Eskridge is the creator of the Humans At Work program to help new managers learn people management skills. Management guru Bob I. Sutton (author of The No Asshole Rule) quoted Eskridge's views on management in his book Good Boss, Bad Boss (Chapter 1).

==Personal life==
Eskridge's commitment ceremony to Nicola Griffith in Atlanta on September 4, 1993 was announced in The Atlanta Journal-Constitution, perhaps the first same-sex commitment announcement the paper had published. They were legally married twenty years later on September 4, 2013 in Seattle, Washington where they live today.

==Awards and honors==

- Astraea Prize, 1993 for "And Salome Danced"
- Year's Best Fantasy and Horror, 1995 for "Strings"
- New York Times Notable Book, 2002 for Solitaire
- Borders Original Voices selection, 2002
- Borders Best of Year Selection
- Endeavour Award, 2003 for Solitaire
- Spectrum Award Finalist, 2003 for Solitaire
- Tiptree Prize Finalist/Honor List, 2007 for "Dangerous Space", 1998 for "The Eye of the Storm", 1995 for "And Salome Danced"
- Nebula Award Finalist, 2009 for "Dangerous Space", 2003 for Solitaire, 1996 for "Alien Jane"
- Writer Guest of Honor (with Nicola Griffith) at Westercon 66, 2013

== Bibliography ==

=== Novels ===

- Solitaire (2002).

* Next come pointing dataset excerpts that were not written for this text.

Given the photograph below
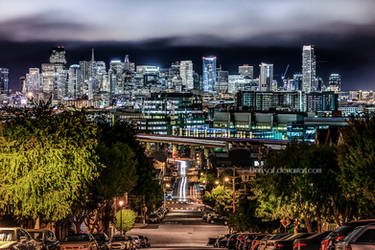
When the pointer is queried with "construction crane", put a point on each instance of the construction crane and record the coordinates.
(285, 72)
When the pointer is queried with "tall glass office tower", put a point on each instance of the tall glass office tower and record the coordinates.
(4, 80)
(308, 69)
(209, 74)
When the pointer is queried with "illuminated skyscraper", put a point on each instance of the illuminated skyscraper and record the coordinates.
(246, 71)
(75, 83)
(222, 81)
(334, 82)
(308, 69)
(266, 77)
(209, 74)
(186, 74)
(58, 55)
(32, 81)
(4, 80)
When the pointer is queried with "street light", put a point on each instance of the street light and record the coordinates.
(165, 187)
(121, 203)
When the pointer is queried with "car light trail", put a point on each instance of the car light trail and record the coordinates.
(183, 181)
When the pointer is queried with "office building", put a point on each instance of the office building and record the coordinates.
(58, 55)
(186, 74)
(334, 82)
(32, 83)
(308, 69)
(209, 74)
(266, 77)
(246, 71)
(4, 80)
(222, 81)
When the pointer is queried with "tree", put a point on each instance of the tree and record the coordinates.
(300, 183)
(47, 163)
(357, 167)
(118, 177)
(125, 219)
(146, 184)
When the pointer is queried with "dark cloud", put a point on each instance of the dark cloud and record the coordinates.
(41, 25)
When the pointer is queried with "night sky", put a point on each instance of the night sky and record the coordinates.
(162, 31)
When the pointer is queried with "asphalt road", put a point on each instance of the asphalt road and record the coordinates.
(182, 228)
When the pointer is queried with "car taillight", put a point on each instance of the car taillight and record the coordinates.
(324, 244)
(338, 238)
(297, 245)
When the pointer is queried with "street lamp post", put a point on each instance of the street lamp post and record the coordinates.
(165, 193)
(227, 179)
(121, 203)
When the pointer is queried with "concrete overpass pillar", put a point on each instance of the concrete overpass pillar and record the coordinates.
(192, 152)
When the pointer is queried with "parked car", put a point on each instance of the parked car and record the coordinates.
(137, 240)
(81, 241)
(45, 239)
(103, 241)
(268, 242)
(211, 241)
(206, 212)
(286, 243)
(341, 232)
(121, 242)
(240, 241)
(361, 238)
(153, 219)
(144, 241)
(216, 218)
(221, 241)
(247, 241)
(310, 243)
(16, 238)
(231, 242)
(256, 241)
(132, 241)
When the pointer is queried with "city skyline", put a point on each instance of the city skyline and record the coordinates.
(240, 32)
(34, 56)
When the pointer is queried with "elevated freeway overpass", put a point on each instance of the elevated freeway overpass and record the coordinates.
(221, 142)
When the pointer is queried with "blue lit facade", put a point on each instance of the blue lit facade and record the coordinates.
(209, 74)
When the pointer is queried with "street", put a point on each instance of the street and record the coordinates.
(181, 229)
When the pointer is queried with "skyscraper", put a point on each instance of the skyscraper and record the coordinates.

USA: HarperCollins Eos. September 2002 (hc), February 2004 (tp).
  - Solitaire (2011). Small Beer Press.

=== Collection ===

- Dangerous Space (2007). USA: Aqueduct Press.

=== Short ===
- "The Hum of Human Cities" (1990). Pulphouse: A Hardback Magazine, Vol. 9.
- "Somewhere Down the Diamondback Road" (1993). Pulphouse: A Hardback Magazine, Issue 15.
- "Strings" (1994). The Magazine of Fantasy & Science Fiction.
- "And Salome Danced" (1994). Little Deaths, Ellen Datlow, ed. UK: Orion.
- "Alien Jane" (1995). Century Magazine, Vol. 1.
- "The Eye of the Storm" (1998). Sirens and Other Daemon Lovers, Ellen Datlow, ed. USA: HarperPrism.
- "Eye of the Storm" (2012). Beyond Binary, Lee Mandelo, ed. United States Lethe Press

=== Essay ===

- "Identity and Desire" (essay, 1999). Women of Other Worlds, Tess Williams and Helen Merrick, eds. Australia: University of Western Australia Press.
- "As We Mean to Go On," with Nicola Griffith (essay, 2005). Bookmark Now: Writing in Unreaderly Times, Kevin Smokler, ed. USA: Basic Books.